Robo Beat: Compare D.C. with Paris. Both national capitols, studded with monuments, museums, embassies, universities, and businesses on top of residences. Politically speaking, both are city-states separate from the towns in the surrounding suburbs. D.C. has about 650,000 people in about 60 square miles, in a place where the height limit is a zoning thing; Paris has about 2,250,000 in about 40 square miles, in a place where the height limit is mostly a geological thing. There used to be more people here - almost 3 million around WWI.

This works in no small part because our transit system works for getting people around the city even better than getting them into and out of it, whereas just looking at the map you'd think the Washington Metro exists to get government employees from Maryland and NOVA to their office jobs in the center of town and back again.


It does, but DC also suffers for being a port city adjacent to mountains, squeezed between two states who dislike each other, and which is wedged along the North American Megalopolis.

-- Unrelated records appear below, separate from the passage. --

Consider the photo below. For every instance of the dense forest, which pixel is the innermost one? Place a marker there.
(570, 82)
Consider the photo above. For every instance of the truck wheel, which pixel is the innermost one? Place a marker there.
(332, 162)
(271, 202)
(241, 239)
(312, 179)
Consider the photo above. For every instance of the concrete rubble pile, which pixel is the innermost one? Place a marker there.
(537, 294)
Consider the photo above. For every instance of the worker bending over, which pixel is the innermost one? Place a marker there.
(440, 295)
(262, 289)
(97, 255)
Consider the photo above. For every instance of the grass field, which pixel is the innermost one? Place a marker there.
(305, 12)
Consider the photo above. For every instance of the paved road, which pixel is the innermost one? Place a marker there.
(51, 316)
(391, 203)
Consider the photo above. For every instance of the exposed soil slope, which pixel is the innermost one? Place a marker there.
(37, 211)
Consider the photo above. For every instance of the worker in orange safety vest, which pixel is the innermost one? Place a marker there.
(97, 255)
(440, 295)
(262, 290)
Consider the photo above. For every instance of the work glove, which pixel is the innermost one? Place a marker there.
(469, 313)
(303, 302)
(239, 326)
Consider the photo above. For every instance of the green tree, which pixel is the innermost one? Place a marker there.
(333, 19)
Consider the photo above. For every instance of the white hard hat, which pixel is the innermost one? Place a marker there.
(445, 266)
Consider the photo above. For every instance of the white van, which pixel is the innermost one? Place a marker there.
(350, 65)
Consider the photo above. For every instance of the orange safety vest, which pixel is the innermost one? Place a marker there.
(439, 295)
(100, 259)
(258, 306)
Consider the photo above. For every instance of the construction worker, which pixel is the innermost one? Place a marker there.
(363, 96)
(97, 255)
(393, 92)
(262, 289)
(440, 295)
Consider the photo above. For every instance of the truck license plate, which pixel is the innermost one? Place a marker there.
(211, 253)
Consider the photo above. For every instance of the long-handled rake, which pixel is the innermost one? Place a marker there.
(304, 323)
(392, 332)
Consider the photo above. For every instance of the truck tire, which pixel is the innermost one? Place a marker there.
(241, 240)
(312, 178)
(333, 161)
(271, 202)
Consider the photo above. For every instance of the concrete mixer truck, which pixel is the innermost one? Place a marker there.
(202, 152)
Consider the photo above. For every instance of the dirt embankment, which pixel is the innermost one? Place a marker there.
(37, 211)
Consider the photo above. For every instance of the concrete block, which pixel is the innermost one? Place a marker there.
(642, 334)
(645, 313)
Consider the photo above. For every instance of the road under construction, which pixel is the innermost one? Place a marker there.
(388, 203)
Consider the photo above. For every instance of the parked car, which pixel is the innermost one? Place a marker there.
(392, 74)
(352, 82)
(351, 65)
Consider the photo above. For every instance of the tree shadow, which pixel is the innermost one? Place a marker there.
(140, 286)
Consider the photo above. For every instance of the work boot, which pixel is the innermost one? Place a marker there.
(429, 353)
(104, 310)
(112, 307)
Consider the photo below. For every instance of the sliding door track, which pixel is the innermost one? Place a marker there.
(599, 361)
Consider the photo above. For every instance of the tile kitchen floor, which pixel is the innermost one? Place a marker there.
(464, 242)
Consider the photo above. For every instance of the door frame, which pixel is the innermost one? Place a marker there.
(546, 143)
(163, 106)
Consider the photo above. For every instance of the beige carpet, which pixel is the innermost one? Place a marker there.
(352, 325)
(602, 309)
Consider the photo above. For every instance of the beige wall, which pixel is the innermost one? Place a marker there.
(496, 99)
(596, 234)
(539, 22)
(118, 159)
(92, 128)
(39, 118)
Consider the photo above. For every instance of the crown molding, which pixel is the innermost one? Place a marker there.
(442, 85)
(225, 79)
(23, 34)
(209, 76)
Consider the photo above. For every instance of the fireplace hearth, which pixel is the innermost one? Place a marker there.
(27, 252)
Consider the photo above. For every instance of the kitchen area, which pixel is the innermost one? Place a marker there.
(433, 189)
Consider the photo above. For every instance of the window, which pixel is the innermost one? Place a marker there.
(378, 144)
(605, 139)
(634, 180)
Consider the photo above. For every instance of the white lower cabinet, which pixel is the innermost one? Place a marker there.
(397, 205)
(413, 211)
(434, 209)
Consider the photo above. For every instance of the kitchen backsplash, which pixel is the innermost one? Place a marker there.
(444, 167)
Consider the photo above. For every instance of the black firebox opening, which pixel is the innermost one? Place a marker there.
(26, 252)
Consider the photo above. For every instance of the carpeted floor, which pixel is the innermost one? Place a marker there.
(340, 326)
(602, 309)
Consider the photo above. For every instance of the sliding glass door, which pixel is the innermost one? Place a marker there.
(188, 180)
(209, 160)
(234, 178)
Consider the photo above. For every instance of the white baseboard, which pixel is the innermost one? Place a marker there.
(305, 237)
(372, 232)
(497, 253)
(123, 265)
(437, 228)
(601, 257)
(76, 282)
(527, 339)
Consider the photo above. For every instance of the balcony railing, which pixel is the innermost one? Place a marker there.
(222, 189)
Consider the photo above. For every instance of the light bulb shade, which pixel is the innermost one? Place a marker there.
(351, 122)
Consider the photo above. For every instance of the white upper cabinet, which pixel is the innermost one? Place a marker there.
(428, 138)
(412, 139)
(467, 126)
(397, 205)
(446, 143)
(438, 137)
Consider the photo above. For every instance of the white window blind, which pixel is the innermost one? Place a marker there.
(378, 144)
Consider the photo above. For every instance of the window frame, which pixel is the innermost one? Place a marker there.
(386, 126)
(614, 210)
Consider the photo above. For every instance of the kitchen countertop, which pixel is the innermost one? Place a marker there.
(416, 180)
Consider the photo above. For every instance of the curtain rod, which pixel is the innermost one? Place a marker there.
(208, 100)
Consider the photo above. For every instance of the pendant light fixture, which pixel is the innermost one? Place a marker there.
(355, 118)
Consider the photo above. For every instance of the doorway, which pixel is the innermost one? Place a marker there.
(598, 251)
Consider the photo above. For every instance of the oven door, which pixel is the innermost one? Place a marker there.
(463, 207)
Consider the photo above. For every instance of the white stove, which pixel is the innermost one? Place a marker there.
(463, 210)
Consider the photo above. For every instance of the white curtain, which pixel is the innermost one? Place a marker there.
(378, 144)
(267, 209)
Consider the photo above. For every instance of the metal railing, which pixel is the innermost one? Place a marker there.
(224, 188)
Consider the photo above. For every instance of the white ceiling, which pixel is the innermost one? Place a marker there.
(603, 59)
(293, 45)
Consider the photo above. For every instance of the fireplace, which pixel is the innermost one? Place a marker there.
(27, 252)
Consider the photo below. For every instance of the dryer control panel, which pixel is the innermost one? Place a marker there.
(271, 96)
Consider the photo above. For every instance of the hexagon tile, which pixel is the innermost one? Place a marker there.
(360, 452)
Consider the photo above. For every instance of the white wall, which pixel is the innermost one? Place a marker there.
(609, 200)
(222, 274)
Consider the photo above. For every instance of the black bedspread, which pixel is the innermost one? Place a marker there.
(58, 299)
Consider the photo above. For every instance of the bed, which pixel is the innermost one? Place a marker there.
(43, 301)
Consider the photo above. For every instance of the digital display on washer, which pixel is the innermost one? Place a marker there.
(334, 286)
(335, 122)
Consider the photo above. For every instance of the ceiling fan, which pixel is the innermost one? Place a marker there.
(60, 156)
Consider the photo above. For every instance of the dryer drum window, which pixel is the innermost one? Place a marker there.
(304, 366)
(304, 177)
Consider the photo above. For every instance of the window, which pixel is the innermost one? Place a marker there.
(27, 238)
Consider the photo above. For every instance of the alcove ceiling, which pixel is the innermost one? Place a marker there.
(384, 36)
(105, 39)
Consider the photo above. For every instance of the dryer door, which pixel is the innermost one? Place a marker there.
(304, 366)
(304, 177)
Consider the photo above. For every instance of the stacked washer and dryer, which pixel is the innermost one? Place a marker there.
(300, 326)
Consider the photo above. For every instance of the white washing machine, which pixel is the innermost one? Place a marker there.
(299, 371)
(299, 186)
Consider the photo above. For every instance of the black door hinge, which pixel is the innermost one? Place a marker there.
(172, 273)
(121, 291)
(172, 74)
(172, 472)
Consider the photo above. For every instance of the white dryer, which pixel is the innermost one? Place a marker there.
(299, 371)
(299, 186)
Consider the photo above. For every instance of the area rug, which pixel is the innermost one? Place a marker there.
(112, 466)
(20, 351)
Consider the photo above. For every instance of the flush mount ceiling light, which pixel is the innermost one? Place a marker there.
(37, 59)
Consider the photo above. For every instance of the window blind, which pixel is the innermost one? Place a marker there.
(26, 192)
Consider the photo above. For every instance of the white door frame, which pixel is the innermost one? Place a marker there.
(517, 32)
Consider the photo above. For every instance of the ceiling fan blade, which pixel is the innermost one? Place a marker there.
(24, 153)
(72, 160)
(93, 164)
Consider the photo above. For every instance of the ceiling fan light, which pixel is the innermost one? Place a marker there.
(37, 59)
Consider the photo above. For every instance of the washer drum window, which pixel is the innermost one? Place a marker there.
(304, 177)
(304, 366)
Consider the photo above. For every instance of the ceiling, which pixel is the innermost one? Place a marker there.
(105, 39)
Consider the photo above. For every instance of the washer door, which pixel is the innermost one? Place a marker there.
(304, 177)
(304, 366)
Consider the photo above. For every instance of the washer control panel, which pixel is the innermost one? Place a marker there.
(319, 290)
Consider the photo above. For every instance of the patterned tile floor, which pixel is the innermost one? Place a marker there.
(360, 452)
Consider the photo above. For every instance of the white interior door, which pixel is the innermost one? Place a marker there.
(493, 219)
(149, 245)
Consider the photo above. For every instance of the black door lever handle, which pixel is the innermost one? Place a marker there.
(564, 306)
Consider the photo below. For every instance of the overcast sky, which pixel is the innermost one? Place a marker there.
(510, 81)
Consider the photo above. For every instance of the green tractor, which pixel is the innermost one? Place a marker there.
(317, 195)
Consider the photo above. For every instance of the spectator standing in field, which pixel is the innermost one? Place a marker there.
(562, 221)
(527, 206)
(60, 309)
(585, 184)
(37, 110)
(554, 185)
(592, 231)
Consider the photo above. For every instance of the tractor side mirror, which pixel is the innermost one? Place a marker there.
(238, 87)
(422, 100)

DC traffic would be a lot easier if it weren't:
1. The only bridge across the Potomac for 45 miles (MD vs VA).
2. The eastern terminus of I-66 (mountains)
3. The Spillway for Florida-bound traffic from the east coast for as far west as Buffalo (Megalopolis)

They didn't help themselves with a lot of poor decisions in the past, though. Consider that Baltimore, which has many of the same structural issues, has far better traffic in a larger city.
 
2014-06-04 11:34:35 AM  
DC traffic will always be farked.  Always.  There aren't enough ways in and out of the city because
-The Potomac River chokes down traffic on the Northwest and South.  Build a bridge in Loudoun County.
-Everyone has to go around Dulles Airport on the West.
 
2014-06-04 11:35:33 AM  

Geotpf: My main point was that, outside said heavily urban areas, transit is inferior to driving in almost all situations, contrary to what EvilEgg said,


How is that really contrary to what EvilEgg said? He qualified his statement pretty heavily with "if it is frequent enough and goes within a couple of blocks of your destination.".